Он встал и направился к дверям. Уже у самого выхода обернулся и кивнул в сторону лежащего на кровати Годунова.
— Кто бы вы ни были — вылечите царя, — сказал он. — Если не спасете — всем нам плаха светит.
И с этими словами вышел.
***
Каменный коридор казался бесконечным. Спасаясь от погони, Ярослав несколько раз сворачивал в боковые ответвления, пока эхо голосов окончательно не стихло. Теперь он просто бесцельно шел вперёд. Из обрывочных знаний о лабиринтах в голове всплыло правило одной руки — чтобы найти выход, нужно все время касаться рукой стены.
Возможно, это и работало, но время шло, а Ярослав по-прежнему блуждал в потемках. Вместо упоминаемого Беззубцевым подъема, он, казалось, наоборот, спускался все ниже.
Он коснулся креста, висевшего теперь на его груди, испытывая смутные угрызения совести. Атаман доверился ему, вдобавок, попал в западню по его вине. Что теперь делать? Где искать Когана, Ирину и Евстафьева? Или же и впрямь попытаться исполнить волю Беззубцева и отправиться в Путивль, к новоявленному царевичу? В любом случае, прежде всего нужно было выбраться из этих катакомб.
В очередной раз налетев ногой на невидимый камень, он выругался, и бессильно опустился на холодный каменный пол. Ноги ныли, голова гудела, кроме того, он был голоден. Нужно было тогда у Шуйского налегать на еду, а не на пиво.
Внезапно, Ярослав насторожился. Откуда-то издалека доносились неясные отголоски. Он прислушался, и по шее пробежал холодок — это было пение.
В памяти вспыхнули слова Беззубцева: «С того света за тобой приду!».
Сейчас, в темноте, вслушиваясь в жутковатые звуки, это обещание не казалось пустой угрозой.
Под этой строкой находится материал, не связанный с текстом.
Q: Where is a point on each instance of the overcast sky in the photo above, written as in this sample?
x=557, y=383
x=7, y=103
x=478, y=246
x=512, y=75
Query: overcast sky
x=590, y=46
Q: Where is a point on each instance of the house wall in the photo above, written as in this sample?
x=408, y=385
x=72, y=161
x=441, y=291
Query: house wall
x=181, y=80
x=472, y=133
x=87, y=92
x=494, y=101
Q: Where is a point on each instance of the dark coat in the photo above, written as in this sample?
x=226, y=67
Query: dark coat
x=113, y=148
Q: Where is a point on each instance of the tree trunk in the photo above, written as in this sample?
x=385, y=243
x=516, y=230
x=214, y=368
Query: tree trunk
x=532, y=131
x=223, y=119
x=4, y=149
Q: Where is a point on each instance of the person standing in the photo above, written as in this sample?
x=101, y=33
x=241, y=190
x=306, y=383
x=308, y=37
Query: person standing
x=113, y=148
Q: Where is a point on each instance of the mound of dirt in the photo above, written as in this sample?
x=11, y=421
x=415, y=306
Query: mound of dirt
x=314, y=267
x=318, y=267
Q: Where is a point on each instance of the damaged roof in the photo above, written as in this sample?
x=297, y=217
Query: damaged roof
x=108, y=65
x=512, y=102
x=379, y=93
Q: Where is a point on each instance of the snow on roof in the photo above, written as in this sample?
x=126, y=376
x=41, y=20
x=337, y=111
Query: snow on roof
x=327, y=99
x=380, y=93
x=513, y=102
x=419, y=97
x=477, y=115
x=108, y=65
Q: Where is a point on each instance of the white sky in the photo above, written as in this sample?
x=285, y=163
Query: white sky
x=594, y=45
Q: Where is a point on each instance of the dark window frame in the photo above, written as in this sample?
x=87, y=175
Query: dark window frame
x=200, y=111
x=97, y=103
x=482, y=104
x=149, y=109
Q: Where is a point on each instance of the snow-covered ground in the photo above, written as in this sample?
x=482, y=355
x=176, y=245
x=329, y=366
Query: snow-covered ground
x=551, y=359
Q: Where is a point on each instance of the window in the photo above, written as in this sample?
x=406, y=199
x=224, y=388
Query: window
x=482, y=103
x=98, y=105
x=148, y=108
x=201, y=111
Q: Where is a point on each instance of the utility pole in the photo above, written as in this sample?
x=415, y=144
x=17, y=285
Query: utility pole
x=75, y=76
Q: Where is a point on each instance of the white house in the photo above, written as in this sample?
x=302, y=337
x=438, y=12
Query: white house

Он поднялся и снова зашагал вперед — просто потому, что сидеть на месте и слушать было страшнее, чем слушать и идти.
Звуки стали громче, Ярослав уже мог разобрать отдельные слова и напев. Пройдя еще несколько шагов он остановился, не веря своим ушам.
— Ночь коротка, цель далека, ночью так часто хочется пить… — выводил дребезжащий голос. — Ты выходишь на волю, но вода здесь горька, ты не можешь здесь спать, ты не хочешь здесь жить!
Снова он?!
Ярослав двинулся на голос.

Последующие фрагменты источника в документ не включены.